Embracing Change

The happiest people I know are people willing to adjust, adapt, and embrace change. Much of the change we face in life isn’t change we choose, rather it’s thrust upon us by nature or by other people’s life situation or choices. If you read my articles, you know many of them mention my mom, this one is no exception. My mom exemplifies this attitude toward change. With every job change, move, children’s’ life stages, holiday change, aging, health crises, she pivots to the positive, and adjust to the new normal.

Growing up we spent our Christmases at my Grandparents’ farm. The best memories. We spent Christmas Eve night at my aunt’s house, who lived a mile down the gravel road from my Grandparents. The kids played, and the adults played cards while laughing and eating my uncle’s famous divinity candy. The celebration changed when we moved away, my grandparents passed away, and then each of the grandkids got married, pulling us away on odd years to be with in-laws. When each new in-law joined our family, my mom celebrated, and happily adjusted schedules and worked to incorporate some of the in-law’s family traditions into ours to ensure when they were with us, they felt a sense of home. This changed the holiday celebrations we knew. My mom’s attitude about the change set the tone. Change was fun, good, and inevitable.

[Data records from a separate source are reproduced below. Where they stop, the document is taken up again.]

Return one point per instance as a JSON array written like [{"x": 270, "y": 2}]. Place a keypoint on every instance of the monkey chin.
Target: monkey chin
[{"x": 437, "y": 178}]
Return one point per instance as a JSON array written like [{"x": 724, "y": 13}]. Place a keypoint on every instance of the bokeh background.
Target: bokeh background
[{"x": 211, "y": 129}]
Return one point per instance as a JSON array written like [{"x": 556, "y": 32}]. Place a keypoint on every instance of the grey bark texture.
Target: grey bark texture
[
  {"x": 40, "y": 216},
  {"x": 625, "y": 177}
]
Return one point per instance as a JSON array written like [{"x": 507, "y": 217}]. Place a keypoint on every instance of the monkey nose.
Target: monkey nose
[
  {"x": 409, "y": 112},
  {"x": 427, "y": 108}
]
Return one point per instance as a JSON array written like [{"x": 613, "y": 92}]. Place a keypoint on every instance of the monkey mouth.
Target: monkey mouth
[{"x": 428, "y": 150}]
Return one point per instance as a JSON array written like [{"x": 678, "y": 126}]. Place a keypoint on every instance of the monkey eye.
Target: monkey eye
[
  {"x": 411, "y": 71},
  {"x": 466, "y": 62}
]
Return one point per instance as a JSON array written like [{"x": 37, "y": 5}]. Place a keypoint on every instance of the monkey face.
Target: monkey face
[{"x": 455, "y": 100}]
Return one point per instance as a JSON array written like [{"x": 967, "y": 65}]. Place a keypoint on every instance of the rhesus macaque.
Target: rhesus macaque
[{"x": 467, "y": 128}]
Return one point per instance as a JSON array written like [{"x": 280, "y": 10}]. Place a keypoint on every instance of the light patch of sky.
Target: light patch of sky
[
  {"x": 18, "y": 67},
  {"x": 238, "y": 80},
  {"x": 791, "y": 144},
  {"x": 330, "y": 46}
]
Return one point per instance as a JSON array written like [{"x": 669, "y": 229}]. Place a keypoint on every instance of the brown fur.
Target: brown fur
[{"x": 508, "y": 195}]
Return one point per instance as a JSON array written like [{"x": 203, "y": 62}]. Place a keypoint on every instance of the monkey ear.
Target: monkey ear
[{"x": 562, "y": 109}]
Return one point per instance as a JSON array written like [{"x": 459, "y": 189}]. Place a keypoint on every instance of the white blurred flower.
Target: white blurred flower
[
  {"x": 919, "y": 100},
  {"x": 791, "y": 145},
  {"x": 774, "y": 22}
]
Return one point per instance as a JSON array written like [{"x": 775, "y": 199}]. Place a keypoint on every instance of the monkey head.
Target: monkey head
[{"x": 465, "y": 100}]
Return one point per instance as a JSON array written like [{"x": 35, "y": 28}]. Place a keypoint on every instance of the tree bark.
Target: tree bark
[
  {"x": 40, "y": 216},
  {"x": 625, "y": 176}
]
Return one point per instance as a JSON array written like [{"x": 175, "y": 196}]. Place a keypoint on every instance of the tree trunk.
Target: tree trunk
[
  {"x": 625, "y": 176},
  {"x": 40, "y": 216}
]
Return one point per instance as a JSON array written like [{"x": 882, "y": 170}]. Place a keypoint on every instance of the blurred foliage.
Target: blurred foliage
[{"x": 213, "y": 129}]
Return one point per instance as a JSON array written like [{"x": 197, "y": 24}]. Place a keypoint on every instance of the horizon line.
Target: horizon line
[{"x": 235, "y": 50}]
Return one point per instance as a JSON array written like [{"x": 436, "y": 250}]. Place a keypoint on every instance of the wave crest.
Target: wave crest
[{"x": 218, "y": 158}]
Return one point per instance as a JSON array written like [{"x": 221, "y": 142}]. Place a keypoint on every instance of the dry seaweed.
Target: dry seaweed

As people change, families change. It is never more apparent than at the holidays. Perhaps this year you got married, had a baby, adding more people to your celebration. Or maybe your celebration has changed because you had a child get married or move away and they won’t be present to celebrate. Perhaps you lost a loved one through death or dementia who played a pivotal role in your holiday celebration.

This year brings more change for our family, the grandkids getting married one by one, and scattering across the US, and we now anxiously await the baby who will begin the next generation. My parents are also getting older and beginning to shift the honor of hosting to others. While many of the same traditions will endure, some will end, and new ones will begin. Holidays will again look different.

As my children get older, leave for college, someday find a spouse, and pursue their purpose. I pray I embrace change as have my parents; leaving me with the kind of relationships my parents have with their adult children, grandchildren, and in-laws, bonds built by selfless love and guilt-free freedom.

May your holidays be filled with joy, contentment, and embraced change.